A few shapes of matrix are so well-behaved they get their own names. Two will matter most for what's ahead.

A diagonal matrix has non-zero entries only on the main diagonal: \begin{bmatrix} a & 0 \\ 0 & d \end{bmatrix}. It does the simplest possible thing to a vector — scales the first component by a and the second by d, each axis stretched on its own, with no mixing.

A symmetric matrix equals its own transpose, A = A^{\mathsf{T}} — it's a mirror image across the diagonal, so a_{ij} = a_{ji}. For example \begin{bmatrix} 3 & 2 \\ 2 & 5 \end{bmatrix}.
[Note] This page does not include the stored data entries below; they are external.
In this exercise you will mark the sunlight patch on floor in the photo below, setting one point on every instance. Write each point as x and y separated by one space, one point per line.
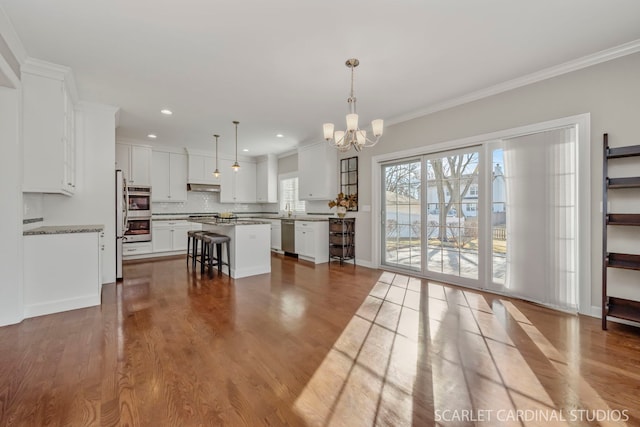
420 349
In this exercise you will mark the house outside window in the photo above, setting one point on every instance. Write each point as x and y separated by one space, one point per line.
288 193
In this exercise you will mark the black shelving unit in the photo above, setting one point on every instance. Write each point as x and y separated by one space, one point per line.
613 306
342 239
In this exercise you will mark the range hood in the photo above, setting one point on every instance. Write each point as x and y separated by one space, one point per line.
209 188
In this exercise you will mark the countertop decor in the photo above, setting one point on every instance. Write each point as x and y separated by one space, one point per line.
63 229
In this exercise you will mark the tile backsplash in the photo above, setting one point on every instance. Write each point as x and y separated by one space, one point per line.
201 202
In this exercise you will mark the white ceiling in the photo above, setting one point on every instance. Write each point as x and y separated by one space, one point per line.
278 66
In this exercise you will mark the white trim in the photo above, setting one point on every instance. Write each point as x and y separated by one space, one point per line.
287 153
10 36
33 310
583 123
7 74
95 107
52 71
544 74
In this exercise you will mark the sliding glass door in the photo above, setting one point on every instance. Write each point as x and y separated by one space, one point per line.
452 213
402 211
500 216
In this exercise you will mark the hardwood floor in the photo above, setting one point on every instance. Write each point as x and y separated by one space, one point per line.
313 345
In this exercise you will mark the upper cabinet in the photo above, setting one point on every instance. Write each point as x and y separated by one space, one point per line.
267 179
317 172
135 163
240 186
201 167
168 177
48 99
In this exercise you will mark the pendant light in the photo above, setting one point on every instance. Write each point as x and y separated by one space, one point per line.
235 165
216 173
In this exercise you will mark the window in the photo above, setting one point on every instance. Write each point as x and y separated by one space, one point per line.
288 190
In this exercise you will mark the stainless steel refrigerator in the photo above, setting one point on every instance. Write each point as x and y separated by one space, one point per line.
121 219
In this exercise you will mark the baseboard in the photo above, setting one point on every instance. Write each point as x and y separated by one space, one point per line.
34 310
364 263
245 272
597 312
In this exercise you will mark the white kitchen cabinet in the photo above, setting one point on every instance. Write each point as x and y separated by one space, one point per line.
240 186
168 177
201 168
135 163
317 172
170 236
276 235
48 128
61 272
267 179
133 249
312 240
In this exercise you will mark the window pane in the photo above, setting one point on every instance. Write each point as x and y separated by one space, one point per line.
289 195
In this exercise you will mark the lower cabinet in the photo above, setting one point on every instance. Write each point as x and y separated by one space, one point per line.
312 241
170 236
276 235
133 249
62 272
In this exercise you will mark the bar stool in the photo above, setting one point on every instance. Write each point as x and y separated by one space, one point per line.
209 240
193 237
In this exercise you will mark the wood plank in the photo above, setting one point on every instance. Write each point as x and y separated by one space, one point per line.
623 219
307 345
625 261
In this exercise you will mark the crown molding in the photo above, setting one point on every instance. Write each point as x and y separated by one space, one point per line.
100 108
544 74
287 153
8 33
7 76
52 71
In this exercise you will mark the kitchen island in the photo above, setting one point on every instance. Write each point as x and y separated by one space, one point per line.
250 244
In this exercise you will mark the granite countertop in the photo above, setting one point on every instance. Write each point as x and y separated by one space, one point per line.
63 229
228 223
242 217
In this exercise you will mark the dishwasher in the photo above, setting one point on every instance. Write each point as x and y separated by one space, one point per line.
288 236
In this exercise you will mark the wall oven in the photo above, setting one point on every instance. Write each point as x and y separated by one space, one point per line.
138 230
138 202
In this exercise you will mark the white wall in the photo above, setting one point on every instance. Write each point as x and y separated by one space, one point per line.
11 298
610 91
94 199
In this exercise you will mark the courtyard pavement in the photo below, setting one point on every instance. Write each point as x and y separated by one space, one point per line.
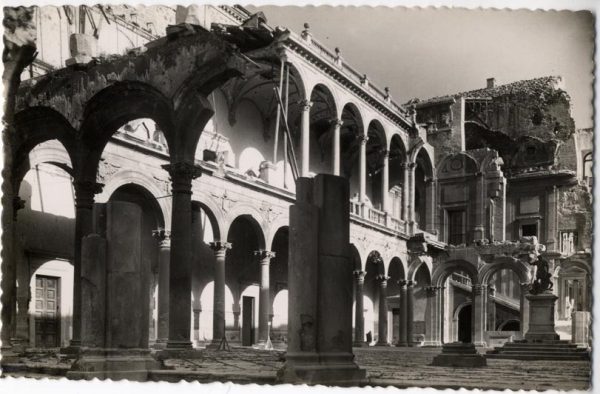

A diagonal matrix stretches the axes

Watch a diagonal matrix act on the unit square. Slider a stretches it horizontally, slider d vertically — and the square stays a neat rectangle, because the axes never mix. That clean, independent stretching is exactly why diagonal matrices are the easiest of all to work with.

Why we hunt for these

Diagonal matrices are trivial to compute with — multiplying, powering and inverting all come almost for free. So a recurring dream in linear algebra is to make a matrix look diagonal by choosing the right basis; that's diagonalization. Symmetric matrices are the heroes there: they can always be diagonalized, by a set of perpendicular axes — the fact that makes principal component analysis work.